Решил для себя уже всё кузнец. Похоже, нет никакой возможности склонить спор на свою сторону. Можно возмущаться, цену гнуть, злато-серебро просить, хотя не нужно оно ему даже с довеском. Результат будет един: лишится он души своей бессмертной, и до Страшного Суда станет влачить жалкое существование в преисподней. Без права на побег, но с обязанностью искупать вину и грызть самого себя день за днём, ночь за ночью. Безрадостная перспектива, но единственно реальная, если хочет он помочь детям и жене.
Приготовился он палец протыкать, чтобы кровь выдавить — булавку уже поднёс, предварительно обслюнявив её, но узнал про масло неподгораемое, не выдержал и крикнул:
— Ах ты, нехристь поганая! Доколе же ты издеваться над людьми будешь?
В ту же секунду послышался голос Оксаны, которая повернула к нему своё лицо, и произнесла только:
— Коля!
Одним словом она его будто отрезвила. То ли предупредить о чем хотела, то ли остановить от шага невозвратного. Стоял он как во сне, зачарованный думами горестными, и за ними ни света белого не видел, ни к чувствам своим не прислушивался. А тут пришёл в себя, злодеяние бесовское осмыслил — и снова злость в нём поднялась.
Замахнулся кузнец кулаком, но задержался на мгновение, как перед броском в холодную воду — и вдруг точно в грудь его ударило воздушной волной, прилетевшей из-за леса. Покачнулся: неожиданно всё-таки, но первая мысль, которая мелькнула в голове — чёрт строит свои козни, значит, боится. После всё-таки влепил по дубу от души здоровой рукою. Думал, и эту сейчас расшибёт («Наплевать, всё равно уже на краю пропасти качаюсь! Нечего кости жалеть!»), но не тут-то было. Дерево, словно хворостина какая, шатнулась и закачалось из стороны в сторону.

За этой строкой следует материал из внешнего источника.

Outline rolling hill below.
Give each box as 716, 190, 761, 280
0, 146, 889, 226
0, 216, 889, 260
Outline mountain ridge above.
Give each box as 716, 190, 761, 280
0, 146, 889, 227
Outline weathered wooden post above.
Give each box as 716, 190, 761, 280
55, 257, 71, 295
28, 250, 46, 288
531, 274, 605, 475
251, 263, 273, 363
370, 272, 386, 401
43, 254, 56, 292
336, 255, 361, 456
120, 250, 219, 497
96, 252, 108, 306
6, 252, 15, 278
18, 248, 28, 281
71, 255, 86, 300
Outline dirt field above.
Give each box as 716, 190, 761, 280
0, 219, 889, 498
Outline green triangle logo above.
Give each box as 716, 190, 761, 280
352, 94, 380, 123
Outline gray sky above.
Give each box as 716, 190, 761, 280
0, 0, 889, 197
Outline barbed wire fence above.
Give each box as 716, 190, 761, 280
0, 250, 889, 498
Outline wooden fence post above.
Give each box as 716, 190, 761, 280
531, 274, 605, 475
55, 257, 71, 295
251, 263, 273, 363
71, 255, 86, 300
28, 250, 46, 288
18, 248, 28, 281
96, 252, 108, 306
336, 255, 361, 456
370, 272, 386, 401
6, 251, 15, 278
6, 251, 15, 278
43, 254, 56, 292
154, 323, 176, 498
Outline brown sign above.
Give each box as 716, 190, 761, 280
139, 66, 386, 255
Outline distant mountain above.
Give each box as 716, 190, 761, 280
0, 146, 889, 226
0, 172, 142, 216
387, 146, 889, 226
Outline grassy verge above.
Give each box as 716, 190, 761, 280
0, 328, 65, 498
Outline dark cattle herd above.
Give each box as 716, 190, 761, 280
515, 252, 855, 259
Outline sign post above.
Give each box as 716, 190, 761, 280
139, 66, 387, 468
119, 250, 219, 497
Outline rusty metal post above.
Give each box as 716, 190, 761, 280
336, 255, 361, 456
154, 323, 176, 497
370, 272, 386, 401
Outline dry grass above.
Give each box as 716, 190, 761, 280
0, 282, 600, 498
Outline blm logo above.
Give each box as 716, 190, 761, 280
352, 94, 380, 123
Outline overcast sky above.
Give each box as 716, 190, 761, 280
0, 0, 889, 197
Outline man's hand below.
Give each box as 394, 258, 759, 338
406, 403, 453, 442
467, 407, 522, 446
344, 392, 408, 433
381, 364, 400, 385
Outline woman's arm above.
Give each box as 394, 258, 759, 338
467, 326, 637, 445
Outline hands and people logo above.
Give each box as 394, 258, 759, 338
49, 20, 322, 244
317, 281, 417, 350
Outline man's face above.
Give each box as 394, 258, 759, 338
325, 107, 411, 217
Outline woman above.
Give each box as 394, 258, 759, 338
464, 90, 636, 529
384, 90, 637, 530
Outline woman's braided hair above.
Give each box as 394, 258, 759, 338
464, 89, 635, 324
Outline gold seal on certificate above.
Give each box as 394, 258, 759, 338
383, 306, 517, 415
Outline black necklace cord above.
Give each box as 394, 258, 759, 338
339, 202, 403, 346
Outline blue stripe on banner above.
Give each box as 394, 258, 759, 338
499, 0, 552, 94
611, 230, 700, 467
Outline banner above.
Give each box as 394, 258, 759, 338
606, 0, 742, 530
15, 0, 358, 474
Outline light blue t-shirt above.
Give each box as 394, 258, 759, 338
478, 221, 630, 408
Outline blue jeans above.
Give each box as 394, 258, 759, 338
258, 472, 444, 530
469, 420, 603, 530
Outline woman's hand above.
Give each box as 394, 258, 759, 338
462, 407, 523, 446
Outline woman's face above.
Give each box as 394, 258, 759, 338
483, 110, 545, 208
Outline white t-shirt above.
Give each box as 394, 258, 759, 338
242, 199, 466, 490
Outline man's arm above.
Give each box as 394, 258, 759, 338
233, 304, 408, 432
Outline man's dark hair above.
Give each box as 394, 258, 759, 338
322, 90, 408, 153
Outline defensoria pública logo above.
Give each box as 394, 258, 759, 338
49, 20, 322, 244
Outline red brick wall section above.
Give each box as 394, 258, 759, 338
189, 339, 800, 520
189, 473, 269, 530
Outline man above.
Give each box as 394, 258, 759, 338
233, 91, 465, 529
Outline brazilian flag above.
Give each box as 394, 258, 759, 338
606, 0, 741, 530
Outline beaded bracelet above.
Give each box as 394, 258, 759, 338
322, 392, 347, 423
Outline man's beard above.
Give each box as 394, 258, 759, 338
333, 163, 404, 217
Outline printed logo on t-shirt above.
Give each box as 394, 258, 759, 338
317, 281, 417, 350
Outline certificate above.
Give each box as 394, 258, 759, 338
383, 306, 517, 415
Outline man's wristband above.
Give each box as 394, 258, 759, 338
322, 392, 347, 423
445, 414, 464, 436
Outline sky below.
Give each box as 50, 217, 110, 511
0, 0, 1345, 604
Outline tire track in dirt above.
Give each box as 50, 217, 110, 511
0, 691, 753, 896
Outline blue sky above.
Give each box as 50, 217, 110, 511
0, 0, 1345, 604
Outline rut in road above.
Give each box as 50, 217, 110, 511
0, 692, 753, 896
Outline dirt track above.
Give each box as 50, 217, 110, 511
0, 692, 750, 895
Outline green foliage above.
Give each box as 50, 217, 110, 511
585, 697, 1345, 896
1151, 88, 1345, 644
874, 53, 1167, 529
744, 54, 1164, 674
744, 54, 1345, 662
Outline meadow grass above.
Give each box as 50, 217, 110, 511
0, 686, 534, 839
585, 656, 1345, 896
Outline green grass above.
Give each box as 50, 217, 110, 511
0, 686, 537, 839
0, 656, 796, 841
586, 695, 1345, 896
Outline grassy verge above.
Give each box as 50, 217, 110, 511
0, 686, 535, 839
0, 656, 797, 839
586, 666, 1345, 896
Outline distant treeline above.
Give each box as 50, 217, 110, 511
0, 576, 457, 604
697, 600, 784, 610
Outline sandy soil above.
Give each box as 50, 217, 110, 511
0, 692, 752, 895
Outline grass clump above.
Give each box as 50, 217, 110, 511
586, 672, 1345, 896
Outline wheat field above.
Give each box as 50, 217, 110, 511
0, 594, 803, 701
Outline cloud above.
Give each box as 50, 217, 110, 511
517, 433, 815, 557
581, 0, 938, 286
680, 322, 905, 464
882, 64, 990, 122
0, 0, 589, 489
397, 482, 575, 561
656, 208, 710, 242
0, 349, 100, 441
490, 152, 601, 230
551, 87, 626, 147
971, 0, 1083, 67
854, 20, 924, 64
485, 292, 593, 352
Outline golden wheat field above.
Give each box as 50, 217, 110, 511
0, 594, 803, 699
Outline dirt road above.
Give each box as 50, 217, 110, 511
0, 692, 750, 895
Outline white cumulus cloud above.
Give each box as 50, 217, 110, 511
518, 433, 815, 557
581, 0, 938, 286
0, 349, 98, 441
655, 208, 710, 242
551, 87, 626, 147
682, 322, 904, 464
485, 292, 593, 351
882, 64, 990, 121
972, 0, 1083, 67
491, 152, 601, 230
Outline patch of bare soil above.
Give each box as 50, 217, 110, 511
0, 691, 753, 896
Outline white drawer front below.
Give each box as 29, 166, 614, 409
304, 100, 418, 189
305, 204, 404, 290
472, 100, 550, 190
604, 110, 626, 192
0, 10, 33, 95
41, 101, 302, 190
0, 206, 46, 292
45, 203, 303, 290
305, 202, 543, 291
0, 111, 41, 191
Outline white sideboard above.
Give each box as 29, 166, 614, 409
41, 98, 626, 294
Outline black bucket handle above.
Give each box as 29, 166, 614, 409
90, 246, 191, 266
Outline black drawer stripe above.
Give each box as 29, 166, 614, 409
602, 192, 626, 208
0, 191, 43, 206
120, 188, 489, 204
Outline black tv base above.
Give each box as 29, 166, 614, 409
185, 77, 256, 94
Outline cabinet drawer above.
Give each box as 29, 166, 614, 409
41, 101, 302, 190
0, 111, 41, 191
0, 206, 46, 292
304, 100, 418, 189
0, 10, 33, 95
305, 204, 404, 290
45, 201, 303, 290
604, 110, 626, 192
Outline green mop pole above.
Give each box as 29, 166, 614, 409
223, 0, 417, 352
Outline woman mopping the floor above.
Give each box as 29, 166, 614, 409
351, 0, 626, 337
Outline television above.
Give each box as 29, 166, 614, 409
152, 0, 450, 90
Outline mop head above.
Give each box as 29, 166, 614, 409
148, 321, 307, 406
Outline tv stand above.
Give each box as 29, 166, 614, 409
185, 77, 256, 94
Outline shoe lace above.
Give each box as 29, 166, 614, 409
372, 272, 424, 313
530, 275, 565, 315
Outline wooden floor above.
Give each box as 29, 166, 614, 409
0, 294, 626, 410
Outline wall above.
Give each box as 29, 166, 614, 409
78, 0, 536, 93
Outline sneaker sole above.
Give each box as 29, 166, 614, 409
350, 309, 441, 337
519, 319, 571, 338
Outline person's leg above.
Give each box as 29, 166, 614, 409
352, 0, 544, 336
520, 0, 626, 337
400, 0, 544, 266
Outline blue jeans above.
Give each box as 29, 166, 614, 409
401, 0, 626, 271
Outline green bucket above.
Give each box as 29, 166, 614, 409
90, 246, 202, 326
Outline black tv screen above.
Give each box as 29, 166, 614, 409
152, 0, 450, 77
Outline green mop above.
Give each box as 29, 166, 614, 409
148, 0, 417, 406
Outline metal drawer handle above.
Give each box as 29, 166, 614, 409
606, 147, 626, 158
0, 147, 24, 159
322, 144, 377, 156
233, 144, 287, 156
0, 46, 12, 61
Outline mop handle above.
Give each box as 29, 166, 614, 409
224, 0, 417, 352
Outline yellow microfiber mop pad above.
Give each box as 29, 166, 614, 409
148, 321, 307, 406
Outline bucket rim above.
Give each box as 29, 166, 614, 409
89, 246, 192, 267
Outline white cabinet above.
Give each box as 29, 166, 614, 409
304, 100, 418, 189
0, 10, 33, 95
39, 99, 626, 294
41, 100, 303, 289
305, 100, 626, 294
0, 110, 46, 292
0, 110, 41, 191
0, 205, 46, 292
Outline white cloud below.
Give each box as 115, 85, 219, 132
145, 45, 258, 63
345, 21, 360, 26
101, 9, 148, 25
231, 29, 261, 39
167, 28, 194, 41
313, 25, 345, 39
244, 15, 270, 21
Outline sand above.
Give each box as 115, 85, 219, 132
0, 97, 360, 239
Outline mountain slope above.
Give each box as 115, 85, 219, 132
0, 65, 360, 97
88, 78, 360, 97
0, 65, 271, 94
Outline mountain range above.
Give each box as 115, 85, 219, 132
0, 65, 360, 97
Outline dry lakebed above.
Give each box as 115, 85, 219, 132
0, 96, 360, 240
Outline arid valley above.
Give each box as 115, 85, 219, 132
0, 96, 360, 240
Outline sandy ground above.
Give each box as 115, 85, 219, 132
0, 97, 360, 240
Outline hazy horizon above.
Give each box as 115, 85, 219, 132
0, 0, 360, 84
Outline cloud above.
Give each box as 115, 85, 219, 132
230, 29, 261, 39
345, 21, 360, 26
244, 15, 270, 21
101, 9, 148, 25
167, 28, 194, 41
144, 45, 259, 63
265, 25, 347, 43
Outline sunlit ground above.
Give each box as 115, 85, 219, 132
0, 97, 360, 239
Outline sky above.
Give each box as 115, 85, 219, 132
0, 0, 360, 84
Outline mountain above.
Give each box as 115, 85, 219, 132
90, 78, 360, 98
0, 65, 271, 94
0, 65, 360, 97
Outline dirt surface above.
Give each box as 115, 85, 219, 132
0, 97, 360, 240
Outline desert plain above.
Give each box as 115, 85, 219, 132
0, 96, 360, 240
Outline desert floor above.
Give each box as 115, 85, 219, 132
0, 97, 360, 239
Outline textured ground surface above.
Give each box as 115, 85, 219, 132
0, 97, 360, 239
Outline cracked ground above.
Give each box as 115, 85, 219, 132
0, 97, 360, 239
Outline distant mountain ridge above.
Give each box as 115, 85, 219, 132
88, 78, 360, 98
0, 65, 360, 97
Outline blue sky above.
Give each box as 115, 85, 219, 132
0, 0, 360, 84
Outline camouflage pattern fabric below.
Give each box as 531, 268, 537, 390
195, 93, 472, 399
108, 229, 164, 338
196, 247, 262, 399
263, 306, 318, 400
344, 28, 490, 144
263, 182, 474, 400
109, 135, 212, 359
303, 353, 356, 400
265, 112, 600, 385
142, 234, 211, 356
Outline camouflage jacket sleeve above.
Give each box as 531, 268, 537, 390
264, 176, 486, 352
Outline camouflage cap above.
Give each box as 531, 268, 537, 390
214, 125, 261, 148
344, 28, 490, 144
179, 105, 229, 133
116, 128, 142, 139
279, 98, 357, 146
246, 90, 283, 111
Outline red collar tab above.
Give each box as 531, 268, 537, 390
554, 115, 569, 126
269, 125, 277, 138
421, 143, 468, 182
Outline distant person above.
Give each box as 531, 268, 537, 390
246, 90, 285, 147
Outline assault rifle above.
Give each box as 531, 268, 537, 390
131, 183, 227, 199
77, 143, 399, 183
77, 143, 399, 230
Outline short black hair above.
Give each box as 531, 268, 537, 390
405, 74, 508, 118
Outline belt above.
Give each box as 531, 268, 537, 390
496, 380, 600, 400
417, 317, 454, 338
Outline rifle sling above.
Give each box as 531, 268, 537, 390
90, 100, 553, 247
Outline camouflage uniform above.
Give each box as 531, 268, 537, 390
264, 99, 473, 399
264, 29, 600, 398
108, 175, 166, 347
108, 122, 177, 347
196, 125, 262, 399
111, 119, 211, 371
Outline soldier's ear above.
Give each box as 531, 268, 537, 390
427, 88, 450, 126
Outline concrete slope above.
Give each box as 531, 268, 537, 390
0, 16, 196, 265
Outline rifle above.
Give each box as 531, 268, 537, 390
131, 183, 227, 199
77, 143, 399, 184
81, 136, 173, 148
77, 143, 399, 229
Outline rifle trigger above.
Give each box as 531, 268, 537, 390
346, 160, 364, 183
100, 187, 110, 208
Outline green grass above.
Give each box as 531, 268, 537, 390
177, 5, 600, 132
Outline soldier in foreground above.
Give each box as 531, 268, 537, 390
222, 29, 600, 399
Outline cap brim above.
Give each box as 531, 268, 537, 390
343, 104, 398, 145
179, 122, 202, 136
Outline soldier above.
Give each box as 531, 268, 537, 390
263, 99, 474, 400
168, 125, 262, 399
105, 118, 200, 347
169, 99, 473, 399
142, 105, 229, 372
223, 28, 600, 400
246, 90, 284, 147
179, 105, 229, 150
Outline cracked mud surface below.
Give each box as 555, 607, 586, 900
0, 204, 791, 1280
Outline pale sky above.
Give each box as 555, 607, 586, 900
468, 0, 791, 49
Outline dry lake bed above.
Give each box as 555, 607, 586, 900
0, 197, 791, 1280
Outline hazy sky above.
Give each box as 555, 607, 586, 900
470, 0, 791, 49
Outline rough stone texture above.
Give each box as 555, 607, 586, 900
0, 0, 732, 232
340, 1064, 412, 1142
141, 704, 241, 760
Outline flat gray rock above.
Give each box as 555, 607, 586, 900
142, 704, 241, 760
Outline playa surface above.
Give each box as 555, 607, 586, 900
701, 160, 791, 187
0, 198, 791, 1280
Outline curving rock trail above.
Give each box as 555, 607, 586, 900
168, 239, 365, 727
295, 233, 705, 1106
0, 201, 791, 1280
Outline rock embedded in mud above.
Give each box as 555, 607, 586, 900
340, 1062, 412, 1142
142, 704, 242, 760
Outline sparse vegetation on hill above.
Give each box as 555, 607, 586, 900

Взвизгнул наверху нечистый, вцепившись в ветку, а Никола удивился сам на себя. Слегка правой рукой ствол толкнул — и снова дуб кроной зашумел. Будто мощь человеческая в сто крат возросла.
Произнёс: «Эге!», а листок-то с договором сложил и в карман засунул.
— Что ты делаешь, кузнец? Тебе осталось только палец приложить…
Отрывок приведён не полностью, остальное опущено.